オンプレミス/クラウドサービス/エッジデバイスの組み合わせ
IoTシステムでは、工作機械などさまざまな機器からの大量データを処理するに当たり、潤沢なコンピューティングリソースが必要になることから、クラウドの活用が進んでいます。また、さまざまなベンダーがSaaSやPaaSを提供しており、クラウド上のサービスを組み合わせて、スピーディーにIoTシステムを構築できるようになってきました。

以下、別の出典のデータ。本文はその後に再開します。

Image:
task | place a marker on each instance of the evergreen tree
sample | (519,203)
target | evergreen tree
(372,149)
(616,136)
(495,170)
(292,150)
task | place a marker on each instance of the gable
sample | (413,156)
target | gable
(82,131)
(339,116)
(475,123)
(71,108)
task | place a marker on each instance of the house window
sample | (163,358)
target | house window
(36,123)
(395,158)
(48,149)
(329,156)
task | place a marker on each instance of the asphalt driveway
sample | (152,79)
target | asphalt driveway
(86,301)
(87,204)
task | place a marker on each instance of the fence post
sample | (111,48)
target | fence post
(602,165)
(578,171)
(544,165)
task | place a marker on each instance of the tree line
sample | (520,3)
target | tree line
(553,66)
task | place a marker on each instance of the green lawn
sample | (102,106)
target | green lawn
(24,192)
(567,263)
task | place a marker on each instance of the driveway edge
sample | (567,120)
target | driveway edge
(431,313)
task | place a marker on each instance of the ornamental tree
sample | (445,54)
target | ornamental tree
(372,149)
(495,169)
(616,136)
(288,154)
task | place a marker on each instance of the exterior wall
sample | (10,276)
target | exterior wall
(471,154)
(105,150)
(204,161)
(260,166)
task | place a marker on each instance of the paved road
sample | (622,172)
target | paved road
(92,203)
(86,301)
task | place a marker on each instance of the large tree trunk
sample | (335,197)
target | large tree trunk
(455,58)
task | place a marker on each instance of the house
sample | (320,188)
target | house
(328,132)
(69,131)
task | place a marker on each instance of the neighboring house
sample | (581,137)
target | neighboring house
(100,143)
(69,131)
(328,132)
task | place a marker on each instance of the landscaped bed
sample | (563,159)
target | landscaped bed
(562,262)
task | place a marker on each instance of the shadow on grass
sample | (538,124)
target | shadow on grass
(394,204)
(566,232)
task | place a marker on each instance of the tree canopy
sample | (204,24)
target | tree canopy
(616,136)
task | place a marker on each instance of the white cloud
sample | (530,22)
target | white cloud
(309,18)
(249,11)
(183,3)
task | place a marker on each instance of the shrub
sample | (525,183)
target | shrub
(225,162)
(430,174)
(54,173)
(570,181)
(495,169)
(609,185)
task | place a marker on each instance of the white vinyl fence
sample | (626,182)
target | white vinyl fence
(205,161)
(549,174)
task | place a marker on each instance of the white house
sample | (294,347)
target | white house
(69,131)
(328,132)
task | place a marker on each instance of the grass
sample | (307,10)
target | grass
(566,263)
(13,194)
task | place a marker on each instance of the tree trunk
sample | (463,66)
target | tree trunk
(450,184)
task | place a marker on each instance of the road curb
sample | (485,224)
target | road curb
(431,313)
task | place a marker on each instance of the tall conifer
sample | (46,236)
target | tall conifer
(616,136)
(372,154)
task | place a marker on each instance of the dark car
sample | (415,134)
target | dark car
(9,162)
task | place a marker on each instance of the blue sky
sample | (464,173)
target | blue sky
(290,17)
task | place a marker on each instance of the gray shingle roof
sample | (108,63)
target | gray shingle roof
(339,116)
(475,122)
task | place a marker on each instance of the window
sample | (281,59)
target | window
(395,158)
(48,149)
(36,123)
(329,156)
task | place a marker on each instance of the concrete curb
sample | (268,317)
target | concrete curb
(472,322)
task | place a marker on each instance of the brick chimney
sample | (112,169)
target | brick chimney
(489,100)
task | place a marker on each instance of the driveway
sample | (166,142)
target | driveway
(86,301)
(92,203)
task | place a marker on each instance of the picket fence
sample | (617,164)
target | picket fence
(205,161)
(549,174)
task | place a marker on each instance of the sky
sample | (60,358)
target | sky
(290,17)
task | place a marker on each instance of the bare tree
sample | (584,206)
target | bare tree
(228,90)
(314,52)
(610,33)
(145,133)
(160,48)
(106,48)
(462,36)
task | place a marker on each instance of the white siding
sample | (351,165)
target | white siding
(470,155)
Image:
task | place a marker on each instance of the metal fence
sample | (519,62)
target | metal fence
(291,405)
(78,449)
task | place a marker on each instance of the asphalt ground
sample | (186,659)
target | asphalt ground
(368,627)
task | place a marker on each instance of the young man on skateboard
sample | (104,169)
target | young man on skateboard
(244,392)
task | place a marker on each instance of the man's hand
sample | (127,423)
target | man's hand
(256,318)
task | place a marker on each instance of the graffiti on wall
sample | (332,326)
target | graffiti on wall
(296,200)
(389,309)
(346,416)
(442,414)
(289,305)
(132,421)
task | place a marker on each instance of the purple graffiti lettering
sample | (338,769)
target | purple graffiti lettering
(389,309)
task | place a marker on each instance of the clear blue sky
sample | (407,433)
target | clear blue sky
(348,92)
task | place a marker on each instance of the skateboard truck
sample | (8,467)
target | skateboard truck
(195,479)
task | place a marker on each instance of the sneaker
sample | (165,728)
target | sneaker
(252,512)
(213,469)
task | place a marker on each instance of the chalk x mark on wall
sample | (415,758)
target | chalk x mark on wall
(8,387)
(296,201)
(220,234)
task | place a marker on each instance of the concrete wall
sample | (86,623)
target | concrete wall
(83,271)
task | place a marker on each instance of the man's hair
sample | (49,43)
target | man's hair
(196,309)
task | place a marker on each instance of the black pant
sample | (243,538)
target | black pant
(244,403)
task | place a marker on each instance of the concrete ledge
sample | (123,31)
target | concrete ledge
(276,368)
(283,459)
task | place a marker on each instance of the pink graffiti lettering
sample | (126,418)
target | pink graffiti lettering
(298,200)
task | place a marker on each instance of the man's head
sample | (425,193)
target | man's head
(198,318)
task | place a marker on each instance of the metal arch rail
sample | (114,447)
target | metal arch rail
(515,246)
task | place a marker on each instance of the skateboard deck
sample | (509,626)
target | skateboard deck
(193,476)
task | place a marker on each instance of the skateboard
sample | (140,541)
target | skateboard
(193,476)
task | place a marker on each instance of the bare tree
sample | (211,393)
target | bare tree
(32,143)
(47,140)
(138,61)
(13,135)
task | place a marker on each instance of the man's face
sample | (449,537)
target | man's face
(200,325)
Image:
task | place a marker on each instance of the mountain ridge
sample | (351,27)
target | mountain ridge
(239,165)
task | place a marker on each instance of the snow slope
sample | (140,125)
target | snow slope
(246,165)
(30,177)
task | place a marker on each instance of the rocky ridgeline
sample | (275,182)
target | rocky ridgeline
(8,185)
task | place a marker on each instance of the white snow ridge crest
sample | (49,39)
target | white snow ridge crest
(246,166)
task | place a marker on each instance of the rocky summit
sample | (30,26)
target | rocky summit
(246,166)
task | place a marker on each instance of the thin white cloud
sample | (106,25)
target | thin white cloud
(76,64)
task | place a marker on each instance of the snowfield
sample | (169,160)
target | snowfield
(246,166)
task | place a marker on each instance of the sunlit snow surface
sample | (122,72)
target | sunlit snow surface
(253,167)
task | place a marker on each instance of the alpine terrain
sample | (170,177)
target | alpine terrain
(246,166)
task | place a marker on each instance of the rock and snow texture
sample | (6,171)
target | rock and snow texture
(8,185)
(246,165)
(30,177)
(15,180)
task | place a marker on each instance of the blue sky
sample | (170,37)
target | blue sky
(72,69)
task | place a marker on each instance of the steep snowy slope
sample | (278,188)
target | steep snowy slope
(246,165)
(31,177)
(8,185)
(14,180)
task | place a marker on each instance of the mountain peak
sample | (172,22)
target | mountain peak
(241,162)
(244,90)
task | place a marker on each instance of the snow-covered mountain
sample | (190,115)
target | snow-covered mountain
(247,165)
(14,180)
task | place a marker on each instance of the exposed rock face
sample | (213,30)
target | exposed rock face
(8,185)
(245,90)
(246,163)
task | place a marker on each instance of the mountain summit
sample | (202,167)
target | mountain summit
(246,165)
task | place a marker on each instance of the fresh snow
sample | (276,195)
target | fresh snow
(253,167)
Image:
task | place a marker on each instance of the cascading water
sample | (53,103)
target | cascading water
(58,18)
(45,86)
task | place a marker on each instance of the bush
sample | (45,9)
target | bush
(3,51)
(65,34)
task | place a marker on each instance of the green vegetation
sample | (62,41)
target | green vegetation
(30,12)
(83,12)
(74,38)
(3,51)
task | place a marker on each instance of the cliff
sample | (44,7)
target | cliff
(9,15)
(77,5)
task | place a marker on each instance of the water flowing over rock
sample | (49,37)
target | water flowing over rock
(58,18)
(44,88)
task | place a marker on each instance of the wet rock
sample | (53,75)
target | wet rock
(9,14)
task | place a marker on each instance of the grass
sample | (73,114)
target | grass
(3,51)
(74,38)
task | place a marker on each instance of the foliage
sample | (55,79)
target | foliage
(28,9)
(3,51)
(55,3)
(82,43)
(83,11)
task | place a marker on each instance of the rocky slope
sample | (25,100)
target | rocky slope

一方、オンプレミスでは、自社でコンピューティングリソースを調達、保守する必要があります。中には「サービスベンダーに依存したくない」という経営判断もあるでしょう。そのような場合、一部をオンプレミスで構築するといった運用がとられることもあります。さらに、SaaS提供しているアプリケーションをオンプレミスでも動かせる形で提供する企業もあります
エッジデバイスのように、データをその場で処理して活用するというケースも増えています。これまでクラウド側で実行していた処理を工場側でも処理できるようになるなど、選択の幅が広がっています。
今後、通信技術の発達(次世代無線通信規格である5Gの普及)や、クラウドサービスの低価格化が進むと、クラウドの活用もさらに広がっていくと思われます。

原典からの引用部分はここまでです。